1957 - A chemical explosion in Kasli, USSR (now in Russia), in tanks containing nuclear waste, spread radioactive material and forced a major evacuation. 

Jan. 3, 1961 - An experimental reactor at a federal installation near Idaho Falls, ID, killed three workers-the only deaths in U.S. reactor operations. The plant had high radiation levels, but damage was contained. 

Oct. 5, 1966 - A sodium cooling system malfunction caused a partial core meltdown at the Enrico Fermi demonstration breeder reactor near Detroit, MI. Radiation was contained.
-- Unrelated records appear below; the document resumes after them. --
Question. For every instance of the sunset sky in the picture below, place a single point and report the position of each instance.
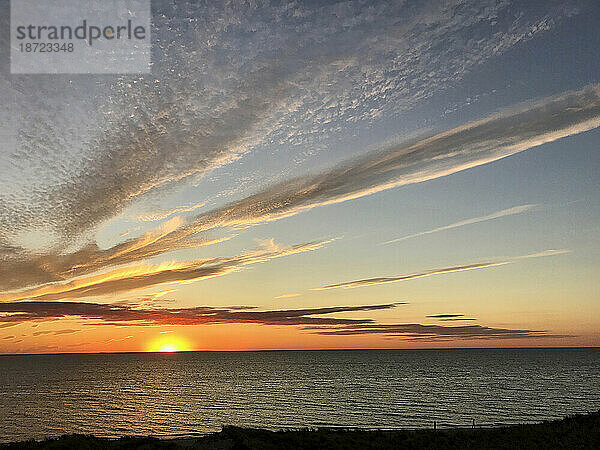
(348, 175)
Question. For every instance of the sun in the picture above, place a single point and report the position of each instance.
(169, 344)
(169, 349)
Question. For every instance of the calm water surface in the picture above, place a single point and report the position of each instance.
(186, 394)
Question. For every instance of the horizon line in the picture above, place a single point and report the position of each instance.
(306, 350)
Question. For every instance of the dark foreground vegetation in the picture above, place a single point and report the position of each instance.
(581, 431)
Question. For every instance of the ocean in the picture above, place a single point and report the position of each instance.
(192, 393)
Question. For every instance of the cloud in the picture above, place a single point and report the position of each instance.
(287, 295)
(382, 280)
(445, 316)
(120, 315)
(237, 79)
(496, 215)
(445, 153)
(415, 330)
(133, 278)
(161, 215)
(56, 332)
(20, 312)
(457, 319)
(428, 273)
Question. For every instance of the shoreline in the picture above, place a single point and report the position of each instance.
(577, 431)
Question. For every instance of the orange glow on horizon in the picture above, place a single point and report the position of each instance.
(169, 344)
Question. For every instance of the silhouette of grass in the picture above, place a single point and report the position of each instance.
(579, 431)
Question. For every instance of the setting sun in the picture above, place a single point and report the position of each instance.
(169, 344)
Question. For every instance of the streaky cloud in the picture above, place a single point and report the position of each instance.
(445, 153)
(14, 313)
(107, 314)
(133, 278)
(496, 215)
(161, 215)
(434, 332)
(428, 273)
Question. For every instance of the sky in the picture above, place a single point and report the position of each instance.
(308, 175)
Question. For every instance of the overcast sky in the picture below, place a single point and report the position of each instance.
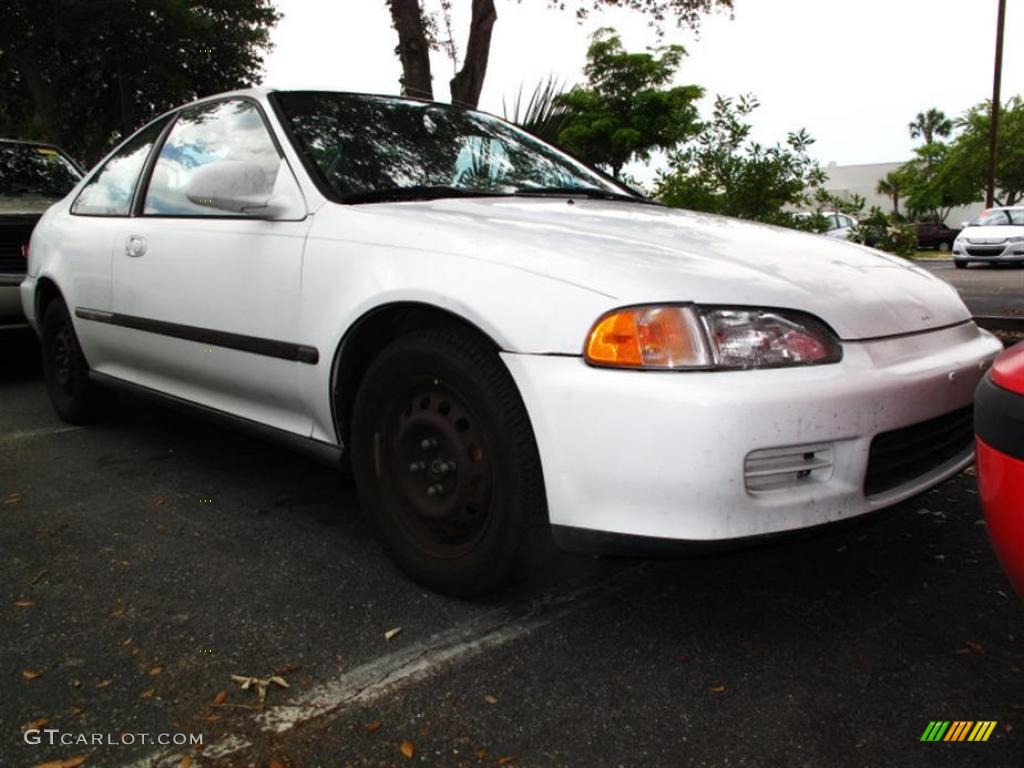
(854, 74)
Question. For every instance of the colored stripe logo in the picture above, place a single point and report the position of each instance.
(958, 730)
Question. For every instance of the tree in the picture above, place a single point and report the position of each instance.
(83, 74)
(722, 171)
(967, 161)
(930, 124)
(417, 36)
(626, 111)
(892, 186)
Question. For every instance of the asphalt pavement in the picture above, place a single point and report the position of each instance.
(151, 557)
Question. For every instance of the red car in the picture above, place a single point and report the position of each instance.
(998, 420)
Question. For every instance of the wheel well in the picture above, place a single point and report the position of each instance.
(46, 291)
(369, 335)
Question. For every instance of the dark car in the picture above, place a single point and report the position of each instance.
(935, 235)
(33, 176)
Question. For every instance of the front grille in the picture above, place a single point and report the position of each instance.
(985, 250)
(904, 455)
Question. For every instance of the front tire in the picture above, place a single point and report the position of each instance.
(446, 465)
(76, 399)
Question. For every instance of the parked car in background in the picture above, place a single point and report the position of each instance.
(999, 427)
(507, 344)
(838, 225)
(995, 237)
(33, 176)
(935, 235)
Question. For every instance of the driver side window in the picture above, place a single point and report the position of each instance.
(205, 134)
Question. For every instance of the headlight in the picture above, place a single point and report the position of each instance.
(669, 337)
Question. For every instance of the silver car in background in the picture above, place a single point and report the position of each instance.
(996, 236)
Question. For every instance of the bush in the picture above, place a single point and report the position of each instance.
(882, 230)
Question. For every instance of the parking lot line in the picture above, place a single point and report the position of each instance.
(411, 665)
(43, 432)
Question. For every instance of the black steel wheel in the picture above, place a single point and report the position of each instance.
(445, 463)
(76, 399)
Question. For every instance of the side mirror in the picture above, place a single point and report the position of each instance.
(248, 188)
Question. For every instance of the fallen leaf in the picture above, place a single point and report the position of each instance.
(66, 763)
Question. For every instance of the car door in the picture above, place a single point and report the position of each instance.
(212, 296)
(87, 239)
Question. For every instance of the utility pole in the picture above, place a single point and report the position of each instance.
(993, 139)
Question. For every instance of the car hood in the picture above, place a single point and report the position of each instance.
(637, 253)
(996, 233)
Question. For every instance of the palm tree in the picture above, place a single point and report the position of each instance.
(892, 187)
(930, 124)
(544, 114)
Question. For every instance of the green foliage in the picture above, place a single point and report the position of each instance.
(887, 232)
(83, 74)
(626, 110)
(722, 171)
(944, 175)
(928, 125)
(543, 114)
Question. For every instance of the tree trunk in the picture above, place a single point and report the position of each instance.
(414, 52)
(468, 82)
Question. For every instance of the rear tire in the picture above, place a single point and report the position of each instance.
(75, 397)
(446, 465)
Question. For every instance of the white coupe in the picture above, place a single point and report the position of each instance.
(504, 343)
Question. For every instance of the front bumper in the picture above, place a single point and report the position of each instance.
(673, 455)
(1009, 252)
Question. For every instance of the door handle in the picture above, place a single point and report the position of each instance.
(135, 245)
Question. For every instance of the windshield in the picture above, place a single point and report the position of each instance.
(1000, 217)
(375, 147)
(33, 169)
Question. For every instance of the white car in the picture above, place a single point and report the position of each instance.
(501, 339)
(994, 237)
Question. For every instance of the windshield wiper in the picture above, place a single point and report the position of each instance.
(422, 192)
(583, 192)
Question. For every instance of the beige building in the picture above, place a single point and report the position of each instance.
(846, 180)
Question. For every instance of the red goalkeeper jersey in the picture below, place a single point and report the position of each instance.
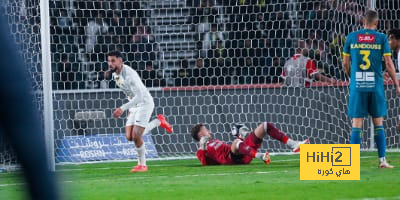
(217, 152)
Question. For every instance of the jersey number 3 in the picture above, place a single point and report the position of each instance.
(365, 54)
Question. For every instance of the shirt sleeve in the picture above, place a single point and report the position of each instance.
(386, 47)
(346, 47)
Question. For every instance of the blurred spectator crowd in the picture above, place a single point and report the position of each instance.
(236, 42)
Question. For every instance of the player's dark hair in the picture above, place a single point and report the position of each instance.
(195, 131)
(117, 54)
(370, 16)
(395, 33)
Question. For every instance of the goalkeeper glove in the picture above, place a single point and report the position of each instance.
(240, 130)
(203, 142)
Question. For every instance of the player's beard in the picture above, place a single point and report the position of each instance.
(113, 70)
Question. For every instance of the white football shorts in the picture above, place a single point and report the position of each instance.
(140, 116)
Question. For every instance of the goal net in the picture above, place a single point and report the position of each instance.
(24, 20)
(213, 61)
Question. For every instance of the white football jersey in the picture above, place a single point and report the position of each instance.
(130, 83)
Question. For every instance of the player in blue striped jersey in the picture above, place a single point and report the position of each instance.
(364, 50)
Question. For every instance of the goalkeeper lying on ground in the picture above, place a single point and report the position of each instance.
(243, 149)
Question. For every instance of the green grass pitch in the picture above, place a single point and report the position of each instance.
(186, 179)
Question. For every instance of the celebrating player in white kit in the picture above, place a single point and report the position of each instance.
(140, 106)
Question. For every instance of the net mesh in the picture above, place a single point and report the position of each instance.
(24, 20)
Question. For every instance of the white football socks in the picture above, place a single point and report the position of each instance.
(260, 155)
(151, 125)
(141, 151)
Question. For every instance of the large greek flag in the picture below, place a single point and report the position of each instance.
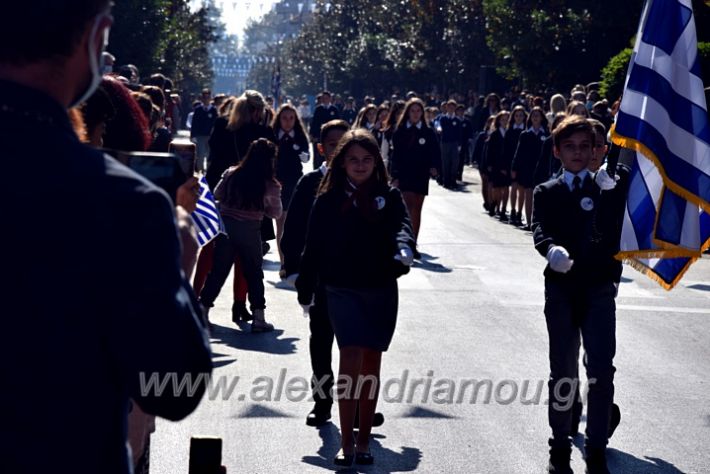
(206, 216)
(663, 117)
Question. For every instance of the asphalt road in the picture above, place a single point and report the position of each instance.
(470, 317)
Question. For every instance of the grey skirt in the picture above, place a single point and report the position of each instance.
(364, 317)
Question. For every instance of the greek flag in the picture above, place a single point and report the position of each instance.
(663, 118)
(206, 216)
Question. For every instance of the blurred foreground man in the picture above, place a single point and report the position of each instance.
(94, 299)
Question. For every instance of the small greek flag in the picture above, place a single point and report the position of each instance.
(663, 118)
(206, 216)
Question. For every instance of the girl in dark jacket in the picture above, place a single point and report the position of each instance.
(292, 153)
(526, 155)
(498, 173)
(359, 242)
(414, 160)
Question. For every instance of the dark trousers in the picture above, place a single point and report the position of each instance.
(573, 310)
(449, 163)
(245, 242)
(321, 348)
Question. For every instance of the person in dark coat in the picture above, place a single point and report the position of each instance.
(516, 126)
(359, 242)
(525, 159)
(414, 160)
(93, 259)
(324, 112)
(498, 172)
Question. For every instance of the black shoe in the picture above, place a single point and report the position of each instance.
(342, 459)
(596, 461)
(318, 416)
(377, 420)
(614, 419)
(559, 461)
(240, 312)
(365, 459)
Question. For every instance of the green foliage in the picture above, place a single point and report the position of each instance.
(166, 36)
(614, 75)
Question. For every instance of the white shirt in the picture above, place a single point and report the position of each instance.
(569, 177)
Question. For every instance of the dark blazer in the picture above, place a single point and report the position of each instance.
(591, 235)
(95, 284)
(346, 249)
(294, 237)
(411, 159)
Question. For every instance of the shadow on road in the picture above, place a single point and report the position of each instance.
(269, 342)
(386, 460)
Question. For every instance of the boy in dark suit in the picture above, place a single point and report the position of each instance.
(576, 226)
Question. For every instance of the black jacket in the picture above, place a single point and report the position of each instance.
(591, 235)
(94, 282)
(346, 249)
(526, 156)
(294, 237)
(410, 159)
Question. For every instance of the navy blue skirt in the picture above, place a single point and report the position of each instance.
(364, 317)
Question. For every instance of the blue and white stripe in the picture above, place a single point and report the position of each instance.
(663, 116)
(663, 107)
(206, 216)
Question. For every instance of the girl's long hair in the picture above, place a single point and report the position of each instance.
(247, 184)
(243, 109)
(336, 178)
(298, 127)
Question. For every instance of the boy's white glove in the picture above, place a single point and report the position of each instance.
(559, 259)
(604, 181)
(405, 256)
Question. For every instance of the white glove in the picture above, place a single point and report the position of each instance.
(405, 256)
(559, 259)
(604, 181)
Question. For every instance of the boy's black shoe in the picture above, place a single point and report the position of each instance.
(559, 461)
(596, 461)
(614, 419)
(319, 415)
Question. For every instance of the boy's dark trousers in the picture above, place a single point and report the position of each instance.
(573, 309)
(321, 349)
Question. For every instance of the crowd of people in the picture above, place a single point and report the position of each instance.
(344, 232)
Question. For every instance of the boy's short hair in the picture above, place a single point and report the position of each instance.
(333, 125)
(569, 126)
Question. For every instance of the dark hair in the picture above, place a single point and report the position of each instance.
(405, 113)
(35, 30)
(247, 184)
(336, 178)
(298, 128)
(333, 125)
(97, 109)
(129, 129)
(571, 125)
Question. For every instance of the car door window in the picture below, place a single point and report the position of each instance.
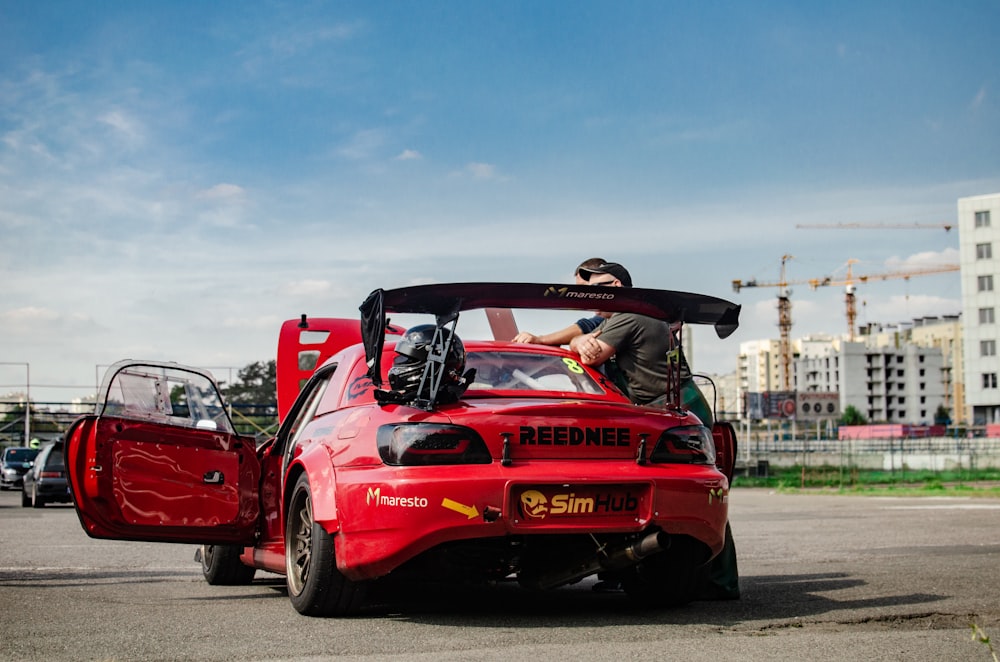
(165, 394)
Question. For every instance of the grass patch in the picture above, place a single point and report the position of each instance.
(981, 482)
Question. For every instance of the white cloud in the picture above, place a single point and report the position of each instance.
(306, 288)
(363, 144)
(127, 127)
(229, 192)
(409, 155)
(484, 171)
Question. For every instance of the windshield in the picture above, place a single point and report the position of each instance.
(529, 372)
(20, 454)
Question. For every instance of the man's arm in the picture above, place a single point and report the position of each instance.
(592, 350)
(560, 337)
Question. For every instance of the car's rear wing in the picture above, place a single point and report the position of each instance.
(445, 301)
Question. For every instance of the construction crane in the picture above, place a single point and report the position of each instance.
(875, 226)
(850, 281)
(784, 318)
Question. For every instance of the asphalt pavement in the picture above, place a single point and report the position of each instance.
(823, 577)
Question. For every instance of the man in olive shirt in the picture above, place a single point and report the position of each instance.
(641, 345)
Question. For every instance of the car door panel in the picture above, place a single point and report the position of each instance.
(137, 474)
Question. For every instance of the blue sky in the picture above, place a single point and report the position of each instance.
(178, 178)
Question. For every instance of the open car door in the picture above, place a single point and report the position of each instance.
(159, 460)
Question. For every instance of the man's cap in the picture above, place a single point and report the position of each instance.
(610, 268)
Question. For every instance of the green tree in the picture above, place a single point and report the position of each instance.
(256, 383)
(852, 416)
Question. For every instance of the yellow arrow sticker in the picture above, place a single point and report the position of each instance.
(470, 511)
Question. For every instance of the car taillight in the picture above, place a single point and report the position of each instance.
(689, 444)
(422, 444)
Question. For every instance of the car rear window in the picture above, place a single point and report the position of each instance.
(524, 371)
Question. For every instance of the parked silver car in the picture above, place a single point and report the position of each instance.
(46, 481)
(14, 463)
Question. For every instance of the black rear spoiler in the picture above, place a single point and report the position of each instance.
(445, 301)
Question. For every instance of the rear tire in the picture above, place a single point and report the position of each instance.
(221, 566)
(315, 586)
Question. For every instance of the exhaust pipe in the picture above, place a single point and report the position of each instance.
(617, 559)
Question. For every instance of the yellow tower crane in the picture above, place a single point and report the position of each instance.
(784, 317)
(875, 226)
(850, 281)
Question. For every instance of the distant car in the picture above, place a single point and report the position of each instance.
(14, 463)
(46, 481)
(502, 462)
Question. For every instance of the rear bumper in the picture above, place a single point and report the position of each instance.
(389, 515)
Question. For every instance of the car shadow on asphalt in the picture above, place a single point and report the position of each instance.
(505, 604)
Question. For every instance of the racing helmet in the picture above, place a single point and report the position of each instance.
(412, 352)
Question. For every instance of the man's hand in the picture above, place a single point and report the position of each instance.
(591, 350)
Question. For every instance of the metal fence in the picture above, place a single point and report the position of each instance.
(934, 454)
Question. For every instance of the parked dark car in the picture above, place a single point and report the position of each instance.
(14, 463)
(46, 482)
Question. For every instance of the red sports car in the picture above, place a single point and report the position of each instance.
(481, 461)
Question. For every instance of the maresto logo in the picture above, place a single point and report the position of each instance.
(566, 293)
(374, 497)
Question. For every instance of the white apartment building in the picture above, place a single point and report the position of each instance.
(888, 382)
(758, 367)
(979, 254)
(946, 332)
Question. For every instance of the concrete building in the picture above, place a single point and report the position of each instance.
(758, 367)
(887, 377)
(946, 332)
(979, 252)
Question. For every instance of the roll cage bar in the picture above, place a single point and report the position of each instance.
(446, 301)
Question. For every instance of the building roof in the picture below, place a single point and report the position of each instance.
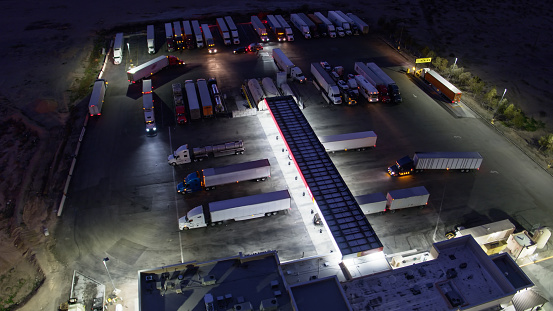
(348, 225)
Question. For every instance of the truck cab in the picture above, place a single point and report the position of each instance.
(403, 166)
(191, 183)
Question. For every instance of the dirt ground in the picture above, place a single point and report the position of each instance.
(46, 44)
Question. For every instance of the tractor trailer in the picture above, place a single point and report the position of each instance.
(184, 155)
(236, 209)
(463, 161)
(349, 141)
(284, 64)
(150, 67)
(324, 82)
(209, 178)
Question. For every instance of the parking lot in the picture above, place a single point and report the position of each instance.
(123, 201)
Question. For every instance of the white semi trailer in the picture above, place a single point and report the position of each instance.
(237, 209)
(349, 141)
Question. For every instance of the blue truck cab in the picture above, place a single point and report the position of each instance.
(192, 183)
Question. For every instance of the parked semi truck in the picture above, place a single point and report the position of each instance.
(207, 104)
(150, 67)
(259, 28)
(361, 25)
(339, 22)
(209, 178)
(313, 30)
(276, 28)
(169, 37)
(184, 155)
(284, 64)
(373, 79)
(287, 28)
(193, 103)
(463, 161)
(372, 203)
(367, 89)
(236, 209)
(323, 81)
(118, 49)
(349, 141)
(190, 41)
(150, 37)
(393, 89)
(300, 24)
(233, 30)
(328, 24)
(198, 34)
(442, 85)
(97, 98)
(405, 198)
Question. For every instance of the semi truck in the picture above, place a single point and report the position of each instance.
(148, 108)
(372, 203)
(198, 34)
(207, 104)
(361, 25)
(209, 42)
(287, 28)
(225, 34)
(276, 28)
(188, 34)
(233, 30)
(208, 178)
(328, 24)
(150, 37)
(178, 35)
(300, 24)
(443, 86)
(97, 98)
(313, 30)
(237, 209)
(180, 111)
(150, 67)
(323, 81)
(463, 161)
(349, 141)
(118, 49)
(374, 80)
(393, 89)
(321, 27)
(259, 28)
(337, 20)
(184, 155)
(193, 104)
(284, 64)
(405, 198)
(169, 37)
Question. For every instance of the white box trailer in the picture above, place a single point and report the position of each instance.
(236, 209)
(405, 198)
(349, 141)
(118, 49)
(97, 98)
(193, 103)
(447, 160)
(150, 37)
(372, 203)
(233, 30)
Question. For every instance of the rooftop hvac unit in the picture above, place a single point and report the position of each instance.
(208, 280)
(270, 304)
(245, 306)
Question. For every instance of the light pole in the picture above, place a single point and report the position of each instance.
(115, 290)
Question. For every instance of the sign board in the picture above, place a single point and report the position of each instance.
(423, 60)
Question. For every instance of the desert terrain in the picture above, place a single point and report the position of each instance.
(46, 48)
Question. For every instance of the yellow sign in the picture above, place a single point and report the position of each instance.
(423, 60)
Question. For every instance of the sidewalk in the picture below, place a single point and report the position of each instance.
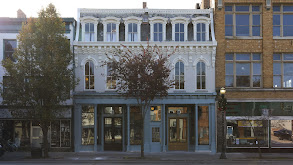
(134, 156)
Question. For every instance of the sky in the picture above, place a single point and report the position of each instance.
(68, 8)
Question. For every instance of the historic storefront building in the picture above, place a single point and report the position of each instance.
(255, 63)
(23, 132)
(184, 120)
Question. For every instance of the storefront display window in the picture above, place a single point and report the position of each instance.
(281, 133)
(247, 133)
(155, 113)
(135, 125)
(88, 123)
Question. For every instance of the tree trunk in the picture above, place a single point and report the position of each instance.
(45, 141)
(142, 138)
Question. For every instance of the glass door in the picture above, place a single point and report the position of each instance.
(113, 134)
(178, 134)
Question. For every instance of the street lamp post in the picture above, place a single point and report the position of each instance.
(222, 107)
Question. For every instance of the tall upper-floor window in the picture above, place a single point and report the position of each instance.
(201, 75)
(243, 70)
(179, 75)
(111, 32)
(9, 46)
(243, 20)
(179, 32)
(111, 82)
(283, 70)
(283, 20)
(158, 32)
(132, 32)
(89, 73)
(201, 32)
(89, 32)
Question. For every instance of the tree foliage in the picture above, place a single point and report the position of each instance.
(143, 75)
(41, 78)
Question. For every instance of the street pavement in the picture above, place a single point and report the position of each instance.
(150, 158)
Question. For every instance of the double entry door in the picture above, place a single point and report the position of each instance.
(178, 134)
(113, 134)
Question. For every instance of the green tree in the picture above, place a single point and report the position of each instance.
(143, 75)
(40, 80)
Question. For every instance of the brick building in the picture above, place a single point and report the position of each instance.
(254, 62)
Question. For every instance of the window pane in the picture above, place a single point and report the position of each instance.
(288, 30)
(242, 30)
(229, 69)
(228, 31)
(242, 56)
(256, 68)
(242, 8)
(276, 8)
(176, 36)
(242, 19)
(135, 27)
(287, 19)
(181, 27)
(276, 19)
(242, 81)
(276, 30)
(287, 8)
(177, 27)
(256, 56)
(181, 37)
(288, 56)
(229, 56)
(229, 81)
(130, 27)
(256, 19)
(155, 113)
(256, 81)
(255, 8)
(277, 81)
(256, 31)
(228, 19)
(242, 69)
(288, 81)
(277, 68)
(87, 27)
(228, 8)
(277, 57)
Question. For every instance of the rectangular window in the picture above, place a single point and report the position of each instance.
(156, 134)
(89, 32)
(179, 32)
(244, 133)
(155, 113)
(158, 32)
(87, 123)
(135, 125)
(111, 32)
(243, 70)
(282, 20)
(283, 70)
(242, 20)
(132, 32)
(9, 47)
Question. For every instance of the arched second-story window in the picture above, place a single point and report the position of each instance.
(132, 32)
(179, 75)
(89, 32)
(158, 32)
(111, 82)
(201, 32)
(89, 75)
(201, 75)
(179, 32)
(111, 32)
Mar. 22, 1975 - A technician checking for air leaks with a lighted candle caused a $100 million fire at the Brown's Ferry reactor in Decatur, AL. The fire burned out electrical controls, lowering the cooling water to dangerous levels.

Mar. 28, 1979 - The worst commercial nuclear accident in the U.S. occurred as equipment failures and human mistakes led to a loss of coolant and partial core meltdown at the Three Mile Island reactor in Middletown, PA.
Feb. 11, 1981 - Eight workers were contaminated when more than 100,000 gallons of radioactive coolant leaked into the containment building of the TVA's Sequoyah 1 plant in Tennessee.
Apr. 25, 1981 - Some 100 workers were exposed to radioactive material during repairs of a nuclear plant at Tsuruga, Japan.
Jan. 6, 1986 - A cylinder of nuclear material burst after being improperly heated at a Kerr-McGee plant at Gore, OK. One worker died, and 100 were hospitalized.
Apr. 26, 1986 - In the worst accident in the history of the nuclear power industry, fires and explosions resulting from an unauthorized experiment at the Chernobyl nuclear power plant near Kiev, USSR (now in Ukraine), left at least 31 people dead in the immediate aftermath of the disaster and spread significant quantities of radioactive material over much of Europe. An estimated 135,000 people were evacuated from areas around Chernobyl, some of which were rendered uninhabitable for years. As a result of the radiation released into the atmosphere, tens of thousands of excess cancer deaths (as well as increased rates of birth defects) were expected in succeeding decades.